White House analysts warned of three possible outcomes if debt-limit discussions between Republicans and Democrats are extended further: brinksmanship, a quick default, and a lengthy default.

According to the Biden administration, in the first scenario, in which the limit is reached but a default is averted, 200,000 jobs may be lost, the yearly GDP would be reduced by 0.3 percentage points, and the unemployment rate would rise by 0.1 percentage point.

In a short default, in which Congress acts quickly to allow the country to borrow again after defaulting, roughly 500,000 jobs would be lost, the annual GDP would be reduced by 0.6 percentage points, and the unemployment rate would rise by 0.3 percentage points.

A protracted default, the most dangerous scenario in which the US fails to raise borrowing levels for more than three months, would result in the loss of approximately 8.3 million jobs, an increase in unemployment of 5 percentage points as consumers cut consumption and businesses lay off workers, and a 6.1 percentage point drop in GDP.

According to analysts, the effect would be a "immediate, sharp recession" comparable to the Great Recession, with the stock market falling by an estimated 45 percent.

“A protracted default would likely lead to severe damage to the economy, with job growth swinging from its current pace of robust gains to losses numbering in the millions,” economists wrote. “Unlike the Great Recession and the COVID recession, the government is unable to help consumers and businesses. As the breach continues, the economy heals slowly, and unemployment is still 3 percentage points higher at the end of 2023.”

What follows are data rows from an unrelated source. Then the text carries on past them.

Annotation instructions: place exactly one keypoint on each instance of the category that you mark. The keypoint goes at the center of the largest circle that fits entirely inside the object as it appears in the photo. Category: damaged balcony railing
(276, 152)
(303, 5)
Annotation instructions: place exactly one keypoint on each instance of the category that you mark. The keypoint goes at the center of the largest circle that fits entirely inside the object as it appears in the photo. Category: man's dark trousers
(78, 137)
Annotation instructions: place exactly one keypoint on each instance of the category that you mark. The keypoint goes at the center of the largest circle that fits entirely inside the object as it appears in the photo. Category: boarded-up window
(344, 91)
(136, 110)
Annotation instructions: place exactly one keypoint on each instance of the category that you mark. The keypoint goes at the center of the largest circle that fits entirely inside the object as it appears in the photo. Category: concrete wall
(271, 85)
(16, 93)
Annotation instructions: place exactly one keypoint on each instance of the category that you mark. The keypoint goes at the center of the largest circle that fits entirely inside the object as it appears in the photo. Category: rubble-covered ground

“While policymakers have thus far, in the long history of our Nation, avoided inflicting such damage on the American and even global economies, virtually every analysis we have seen finds that default leads to deep, immediate recessionary conditions,” economists wrote. “Economists may not agree on much, but when it comes to the magnitude of risks invoked by closely approaching or breaching the debt ceiling, we share this deeply troubling consensus.”

The White House forecasts are similar to those of a recent Moody's Analytics analysis (pdf), which employed a different macroeconomic model but reached a similar conclusion, stating that the resulting economic slowdown would be "comparable to that suffered during the global financial crisis."

Biden and Republicans have been at odds over the debt ceiling and government spending, with the administration unwilling to decrease expenditure unless the debt ceiling is increased.

Last week, Republican legislators barely passed a package permitting a $1.5 trillion debt-ceiling raise in return for curbing government spending in an effort to avert a potential default.